The independent report produced by the Organisation for the Prohibition of Chemical Weapons (OPCW) has today confirmed the assessment of the United Kingdom in identifying the chemical agent responsible for the death of Dawn Sturgess in Amesbury on 8 July. This was a Novichok nerve agent, of the same kind used in the attempted assassinations of Sergei and Yulia Skripal earlier this year.
Analysis carried out by the Defence Science and Technology Laboratory (DSTL) at Porton Down had previously identified the nerve agent as Novichok.
Chemical weapons experts from the OPCW have twice visited the UK to collect samples for testing after this latest detection of chemical weapons use on the streets of the UK. All the samples returned equally conclusive results.
The Foreign Secretary said:
We are grateful to the OPCW for the independent, expert work in confirming the type of nerve agent used in Amesbury, and once again pay tribute to the high standards set by our world-leading scientists.
The recklessness of the Russian state in bringing a nerve agent in to the UK, and total disregard for the safety of the public, is appalling and irresponsible. Our thoughts are with the family of Dawn Sturgess, and with Charlie Rowley.

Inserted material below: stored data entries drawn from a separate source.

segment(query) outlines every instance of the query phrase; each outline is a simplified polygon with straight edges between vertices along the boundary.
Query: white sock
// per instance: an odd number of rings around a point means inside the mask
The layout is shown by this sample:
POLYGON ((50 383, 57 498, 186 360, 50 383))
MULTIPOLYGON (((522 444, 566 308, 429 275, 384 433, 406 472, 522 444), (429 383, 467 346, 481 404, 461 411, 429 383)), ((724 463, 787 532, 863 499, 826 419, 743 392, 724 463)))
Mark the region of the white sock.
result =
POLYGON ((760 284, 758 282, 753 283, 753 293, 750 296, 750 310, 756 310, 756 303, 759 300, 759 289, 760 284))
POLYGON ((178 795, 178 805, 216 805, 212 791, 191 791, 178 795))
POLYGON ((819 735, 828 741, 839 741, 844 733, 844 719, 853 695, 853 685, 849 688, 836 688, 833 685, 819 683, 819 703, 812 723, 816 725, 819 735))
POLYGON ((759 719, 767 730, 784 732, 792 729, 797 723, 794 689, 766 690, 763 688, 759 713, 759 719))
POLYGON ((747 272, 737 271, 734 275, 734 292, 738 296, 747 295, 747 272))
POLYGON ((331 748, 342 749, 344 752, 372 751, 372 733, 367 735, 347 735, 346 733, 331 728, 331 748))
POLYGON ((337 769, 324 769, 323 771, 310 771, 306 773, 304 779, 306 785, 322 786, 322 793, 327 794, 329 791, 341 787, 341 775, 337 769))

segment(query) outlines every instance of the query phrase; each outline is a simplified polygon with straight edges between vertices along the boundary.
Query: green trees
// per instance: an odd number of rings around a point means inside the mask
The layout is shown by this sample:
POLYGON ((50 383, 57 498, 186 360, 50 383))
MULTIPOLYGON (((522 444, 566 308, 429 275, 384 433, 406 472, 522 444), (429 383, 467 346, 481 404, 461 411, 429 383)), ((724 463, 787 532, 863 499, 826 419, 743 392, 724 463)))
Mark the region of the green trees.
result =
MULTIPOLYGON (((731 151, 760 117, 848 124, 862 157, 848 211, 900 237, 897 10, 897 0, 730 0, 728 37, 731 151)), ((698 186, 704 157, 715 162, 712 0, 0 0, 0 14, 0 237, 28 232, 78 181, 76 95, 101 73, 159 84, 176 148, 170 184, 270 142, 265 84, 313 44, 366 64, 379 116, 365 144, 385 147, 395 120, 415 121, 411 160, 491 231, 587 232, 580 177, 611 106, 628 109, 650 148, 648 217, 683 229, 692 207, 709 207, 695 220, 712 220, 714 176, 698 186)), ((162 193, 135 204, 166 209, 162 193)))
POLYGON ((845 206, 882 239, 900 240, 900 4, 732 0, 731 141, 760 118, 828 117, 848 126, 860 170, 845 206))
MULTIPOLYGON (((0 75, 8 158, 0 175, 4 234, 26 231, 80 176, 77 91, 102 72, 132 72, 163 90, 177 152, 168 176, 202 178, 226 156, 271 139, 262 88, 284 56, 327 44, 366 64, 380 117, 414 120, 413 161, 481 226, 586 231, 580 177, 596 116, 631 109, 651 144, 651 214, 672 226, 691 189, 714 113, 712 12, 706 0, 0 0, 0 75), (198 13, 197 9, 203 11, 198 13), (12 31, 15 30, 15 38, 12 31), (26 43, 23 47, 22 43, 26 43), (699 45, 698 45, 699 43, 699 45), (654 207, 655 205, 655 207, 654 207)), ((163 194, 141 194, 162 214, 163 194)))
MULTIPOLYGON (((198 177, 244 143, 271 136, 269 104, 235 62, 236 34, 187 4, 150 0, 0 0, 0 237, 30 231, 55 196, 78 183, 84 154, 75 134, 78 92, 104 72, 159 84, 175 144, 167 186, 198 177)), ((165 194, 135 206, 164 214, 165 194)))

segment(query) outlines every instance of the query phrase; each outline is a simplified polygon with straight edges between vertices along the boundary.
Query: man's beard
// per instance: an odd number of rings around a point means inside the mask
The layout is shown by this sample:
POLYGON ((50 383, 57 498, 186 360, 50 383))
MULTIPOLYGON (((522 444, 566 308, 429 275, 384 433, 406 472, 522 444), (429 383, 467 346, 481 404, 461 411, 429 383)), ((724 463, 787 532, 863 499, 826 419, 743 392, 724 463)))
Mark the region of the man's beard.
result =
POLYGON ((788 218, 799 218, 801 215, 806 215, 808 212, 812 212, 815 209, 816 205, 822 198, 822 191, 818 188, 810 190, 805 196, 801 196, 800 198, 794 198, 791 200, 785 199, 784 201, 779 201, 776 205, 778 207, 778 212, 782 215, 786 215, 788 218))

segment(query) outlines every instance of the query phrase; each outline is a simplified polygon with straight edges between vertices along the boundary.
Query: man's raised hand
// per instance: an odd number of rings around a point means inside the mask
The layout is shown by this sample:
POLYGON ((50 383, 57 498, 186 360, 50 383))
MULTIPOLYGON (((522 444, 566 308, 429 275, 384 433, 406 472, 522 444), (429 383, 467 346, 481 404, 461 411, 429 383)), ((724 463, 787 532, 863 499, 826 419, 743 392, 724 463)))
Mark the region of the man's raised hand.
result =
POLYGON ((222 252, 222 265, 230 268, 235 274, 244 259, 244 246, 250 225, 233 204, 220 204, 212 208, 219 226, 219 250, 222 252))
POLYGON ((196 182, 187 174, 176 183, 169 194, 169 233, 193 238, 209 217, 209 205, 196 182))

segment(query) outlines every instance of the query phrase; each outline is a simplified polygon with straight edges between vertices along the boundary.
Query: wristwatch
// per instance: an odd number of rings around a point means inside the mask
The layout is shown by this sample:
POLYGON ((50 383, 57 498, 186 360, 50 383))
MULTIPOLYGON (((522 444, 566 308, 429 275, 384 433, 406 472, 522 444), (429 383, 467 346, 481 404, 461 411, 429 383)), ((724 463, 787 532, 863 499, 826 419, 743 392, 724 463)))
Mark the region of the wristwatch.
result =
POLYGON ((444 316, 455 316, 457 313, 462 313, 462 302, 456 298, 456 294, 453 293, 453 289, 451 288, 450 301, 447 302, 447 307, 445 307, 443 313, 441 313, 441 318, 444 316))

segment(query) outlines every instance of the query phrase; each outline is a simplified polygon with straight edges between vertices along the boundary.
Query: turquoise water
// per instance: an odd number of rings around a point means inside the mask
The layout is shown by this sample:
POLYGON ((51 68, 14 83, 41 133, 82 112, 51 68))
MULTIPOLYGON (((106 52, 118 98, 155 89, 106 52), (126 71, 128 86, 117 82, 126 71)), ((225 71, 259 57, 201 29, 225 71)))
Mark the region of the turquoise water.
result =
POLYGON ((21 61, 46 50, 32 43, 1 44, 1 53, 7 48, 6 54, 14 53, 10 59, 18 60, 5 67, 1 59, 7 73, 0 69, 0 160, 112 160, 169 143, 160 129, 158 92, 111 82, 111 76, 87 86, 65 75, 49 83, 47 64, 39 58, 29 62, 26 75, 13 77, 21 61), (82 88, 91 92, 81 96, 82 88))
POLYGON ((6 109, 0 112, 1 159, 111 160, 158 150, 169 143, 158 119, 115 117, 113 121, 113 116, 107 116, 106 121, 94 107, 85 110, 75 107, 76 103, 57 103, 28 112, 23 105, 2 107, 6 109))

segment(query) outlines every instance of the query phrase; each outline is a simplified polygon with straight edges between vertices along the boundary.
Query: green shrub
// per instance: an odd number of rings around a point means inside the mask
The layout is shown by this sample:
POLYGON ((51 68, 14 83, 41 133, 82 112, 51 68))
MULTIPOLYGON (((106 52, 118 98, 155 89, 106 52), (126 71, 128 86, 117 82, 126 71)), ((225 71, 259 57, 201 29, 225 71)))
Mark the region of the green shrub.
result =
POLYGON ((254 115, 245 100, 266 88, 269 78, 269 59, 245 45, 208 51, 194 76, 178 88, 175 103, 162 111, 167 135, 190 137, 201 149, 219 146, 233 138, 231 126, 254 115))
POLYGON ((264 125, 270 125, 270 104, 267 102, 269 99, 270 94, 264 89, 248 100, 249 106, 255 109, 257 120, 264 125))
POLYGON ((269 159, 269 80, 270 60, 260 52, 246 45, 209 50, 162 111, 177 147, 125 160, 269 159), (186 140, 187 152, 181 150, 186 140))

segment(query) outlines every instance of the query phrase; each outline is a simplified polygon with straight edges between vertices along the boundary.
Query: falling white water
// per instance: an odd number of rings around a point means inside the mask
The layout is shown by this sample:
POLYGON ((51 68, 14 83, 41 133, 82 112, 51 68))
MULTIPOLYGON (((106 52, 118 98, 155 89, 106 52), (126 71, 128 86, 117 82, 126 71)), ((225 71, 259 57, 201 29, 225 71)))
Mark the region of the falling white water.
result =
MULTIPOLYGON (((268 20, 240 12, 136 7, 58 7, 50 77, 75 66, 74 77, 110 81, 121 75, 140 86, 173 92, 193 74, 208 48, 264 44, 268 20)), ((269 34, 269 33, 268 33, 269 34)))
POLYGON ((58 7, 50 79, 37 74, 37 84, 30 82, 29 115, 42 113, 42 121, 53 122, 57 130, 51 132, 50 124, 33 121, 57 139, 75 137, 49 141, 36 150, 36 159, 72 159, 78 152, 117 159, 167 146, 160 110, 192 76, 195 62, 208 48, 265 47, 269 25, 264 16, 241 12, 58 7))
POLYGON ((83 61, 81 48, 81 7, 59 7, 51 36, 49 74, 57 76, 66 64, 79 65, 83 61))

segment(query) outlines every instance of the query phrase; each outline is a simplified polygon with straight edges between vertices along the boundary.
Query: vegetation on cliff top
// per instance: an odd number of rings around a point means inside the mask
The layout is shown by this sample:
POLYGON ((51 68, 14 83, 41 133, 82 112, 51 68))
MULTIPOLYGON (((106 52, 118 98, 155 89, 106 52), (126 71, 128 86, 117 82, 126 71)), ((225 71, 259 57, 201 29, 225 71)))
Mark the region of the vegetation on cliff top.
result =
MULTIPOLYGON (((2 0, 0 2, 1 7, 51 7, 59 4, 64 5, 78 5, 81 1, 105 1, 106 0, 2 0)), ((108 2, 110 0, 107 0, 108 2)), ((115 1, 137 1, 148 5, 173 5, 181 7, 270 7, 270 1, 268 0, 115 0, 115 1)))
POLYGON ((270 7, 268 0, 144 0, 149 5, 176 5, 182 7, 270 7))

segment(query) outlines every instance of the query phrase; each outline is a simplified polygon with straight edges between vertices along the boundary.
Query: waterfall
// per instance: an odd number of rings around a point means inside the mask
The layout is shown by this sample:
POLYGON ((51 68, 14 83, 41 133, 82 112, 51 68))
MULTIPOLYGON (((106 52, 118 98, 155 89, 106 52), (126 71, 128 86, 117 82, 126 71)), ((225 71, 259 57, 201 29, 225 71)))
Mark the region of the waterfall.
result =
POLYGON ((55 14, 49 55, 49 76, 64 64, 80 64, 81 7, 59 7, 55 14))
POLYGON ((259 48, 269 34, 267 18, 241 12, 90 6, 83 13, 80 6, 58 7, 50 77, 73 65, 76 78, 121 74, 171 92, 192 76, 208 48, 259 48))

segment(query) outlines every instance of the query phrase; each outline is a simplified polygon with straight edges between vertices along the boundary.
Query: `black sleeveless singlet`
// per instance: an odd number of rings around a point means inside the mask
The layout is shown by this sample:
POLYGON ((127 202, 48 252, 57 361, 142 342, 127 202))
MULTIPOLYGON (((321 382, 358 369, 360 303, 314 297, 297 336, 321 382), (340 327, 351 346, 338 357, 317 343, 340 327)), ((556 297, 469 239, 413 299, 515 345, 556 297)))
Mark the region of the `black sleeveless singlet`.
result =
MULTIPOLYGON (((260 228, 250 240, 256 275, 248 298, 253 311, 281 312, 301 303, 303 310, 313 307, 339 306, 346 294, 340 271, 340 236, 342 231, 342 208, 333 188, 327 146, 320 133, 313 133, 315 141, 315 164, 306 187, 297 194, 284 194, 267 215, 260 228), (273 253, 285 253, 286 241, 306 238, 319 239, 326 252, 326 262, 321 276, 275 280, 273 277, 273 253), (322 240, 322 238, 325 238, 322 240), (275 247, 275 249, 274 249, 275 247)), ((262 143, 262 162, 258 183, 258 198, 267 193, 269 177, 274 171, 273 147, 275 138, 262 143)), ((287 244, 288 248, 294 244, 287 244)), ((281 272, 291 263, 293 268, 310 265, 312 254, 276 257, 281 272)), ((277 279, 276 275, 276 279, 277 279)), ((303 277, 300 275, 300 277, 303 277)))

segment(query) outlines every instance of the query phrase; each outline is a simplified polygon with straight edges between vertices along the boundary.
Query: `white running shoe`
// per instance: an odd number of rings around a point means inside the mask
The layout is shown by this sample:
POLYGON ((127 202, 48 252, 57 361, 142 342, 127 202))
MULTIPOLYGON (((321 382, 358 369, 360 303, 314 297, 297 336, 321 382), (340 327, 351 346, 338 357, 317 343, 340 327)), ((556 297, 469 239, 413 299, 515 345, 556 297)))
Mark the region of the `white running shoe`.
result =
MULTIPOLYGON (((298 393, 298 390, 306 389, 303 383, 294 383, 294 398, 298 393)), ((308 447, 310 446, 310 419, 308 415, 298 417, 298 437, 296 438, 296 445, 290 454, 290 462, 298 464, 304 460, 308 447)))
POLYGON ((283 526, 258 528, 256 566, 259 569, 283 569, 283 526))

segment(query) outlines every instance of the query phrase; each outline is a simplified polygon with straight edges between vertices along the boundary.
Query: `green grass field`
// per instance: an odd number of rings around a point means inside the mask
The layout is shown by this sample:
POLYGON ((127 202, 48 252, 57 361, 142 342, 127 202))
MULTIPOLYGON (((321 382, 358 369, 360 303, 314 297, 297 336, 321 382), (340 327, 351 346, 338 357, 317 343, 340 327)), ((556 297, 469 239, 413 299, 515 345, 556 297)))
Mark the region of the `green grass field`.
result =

This is another reminder of the importance of the international community standing together to uphold the global ban on all use of chemical weapons, and ensure that the rules based international order is respected so we can all keep our citizens safe.
In the interests of transparency, the UK has requested that the OPCW publish the executive summary and share the full report with all state parties of the Chemical Weapons Convention.
The police continue their investigation into the poisonings in Amesbury and Salisbury and we await their further conclusions.